El error es parte de cualquier proceso de aprendizaje, Juan afronta sus retos cotidianos con esa certeza; en una reciente publicación de Instagram, el psicoanalista Rodrigo Asseo escribió sobre el síndrome del impostor, sostiene que muchas personas adjudican sus éxitos a la suerte o a milagros extraños, porque no tienen todos los conocimientos ni toda la experiencia sienten que no lo merecen, eso pasa porque no comprendemos lo que Juan en su infinita inteligencia domina, y que Rodrigo concreta: “Aceptar que siempre estamos en falta y utilizar esa falta como móvil para seguir en construcción es aceptar que no somos impostores pues no pretendemos saberlo todo; pretendemos crecer, construirnos y aceptar al fin y al cabo nuestra propia humanidad sostenida por el deseo de querer saber más”.

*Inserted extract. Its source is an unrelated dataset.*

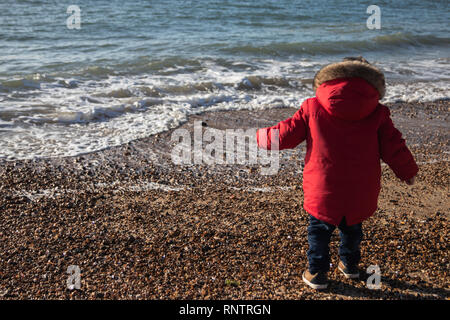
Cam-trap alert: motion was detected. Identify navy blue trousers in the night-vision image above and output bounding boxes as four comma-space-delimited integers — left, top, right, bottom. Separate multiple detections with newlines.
307, 215, 363, 274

Esta semana conversaba con mi papá sobre el concepto de la falibilidad, el cual define la condición humana: somos propensos al error, podemos equivocarnos; entonces hablamos de la importancia de sabernos falibles para tener poder de acción y para ver al otro con más compasión, como Juan, quien no solo tenía la capacidad de autoevaluarse tan orgánicamente, también podía animar a su hermana a disfrutar el proceso de hacer un dibujo imperfecto, una pintura que se saliera de la línea, y reconocer la importancia de intentarlo.